There was Friar herself at Square in 2012, where she became Jack Dorsey's second-in-command, helping steer the payments startup through a turbulent public offering more than a decade ago. When she announced her departure in 2018, Square's stock sank by over 10% -- a sign of just how important investors came to see her role at the company.

It falls to Friar to pull off what is envisioned as one of the biggest IPOs ever -- at the exact moment when OpenAI's growth has slowed relative to rivals.

Executives from OpenAI have spoken with stock exchange officials about potential IPO plans, according to people familiar with the matter, but haven't yet kicked off a formal process.

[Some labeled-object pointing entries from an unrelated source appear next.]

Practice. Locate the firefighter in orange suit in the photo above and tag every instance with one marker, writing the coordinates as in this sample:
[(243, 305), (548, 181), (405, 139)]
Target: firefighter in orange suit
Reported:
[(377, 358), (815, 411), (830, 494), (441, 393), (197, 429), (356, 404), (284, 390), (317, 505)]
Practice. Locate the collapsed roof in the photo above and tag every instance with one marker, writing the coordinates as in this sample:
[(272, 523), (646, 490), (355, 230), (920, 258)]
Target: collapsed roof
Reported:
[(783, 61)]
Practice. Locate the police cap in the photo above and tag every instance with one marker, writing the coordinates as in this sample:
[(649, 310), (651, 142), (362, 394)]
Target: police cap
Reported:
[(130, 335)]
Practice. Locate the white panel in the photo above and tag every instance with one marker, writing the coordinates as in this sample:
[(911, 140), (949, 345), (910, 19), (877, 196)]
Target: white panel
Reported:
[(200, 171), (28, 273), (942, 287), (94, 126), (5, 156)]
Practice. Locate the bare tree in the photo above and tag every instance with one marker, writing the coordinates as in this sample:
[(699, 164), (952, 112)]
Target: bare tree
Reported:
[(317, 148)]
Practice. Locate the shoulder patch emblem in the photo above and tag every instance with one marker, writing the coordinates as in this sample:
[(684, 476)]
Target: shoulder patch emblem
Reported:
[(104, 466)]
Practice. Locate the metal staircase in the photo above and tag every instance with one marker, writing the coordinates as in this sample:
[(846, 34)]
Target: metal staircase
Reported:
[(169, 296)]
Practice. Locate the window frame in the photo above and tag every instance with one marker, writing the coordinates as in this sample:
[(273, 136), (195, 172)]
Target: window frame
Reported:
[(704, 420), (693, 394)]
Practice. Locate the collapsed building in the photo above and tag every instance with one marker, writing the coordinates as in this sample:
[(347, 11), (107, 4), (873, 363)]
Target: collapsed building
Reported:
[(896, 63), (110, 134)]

IPOs are always unpredictable, but even more so when the company is in a race to develop world-changing technology, where the winner changes week to week and investor sentiment shifts just as fast.

OpenAI recently missed multiple internal revenue and user targets after facing ferocious competition from its two biggest rivals, Google and Anthropic. The losing streak has rattled executives and employees, some of whom have peppered all-hands meetings with anxious questions about the company's future.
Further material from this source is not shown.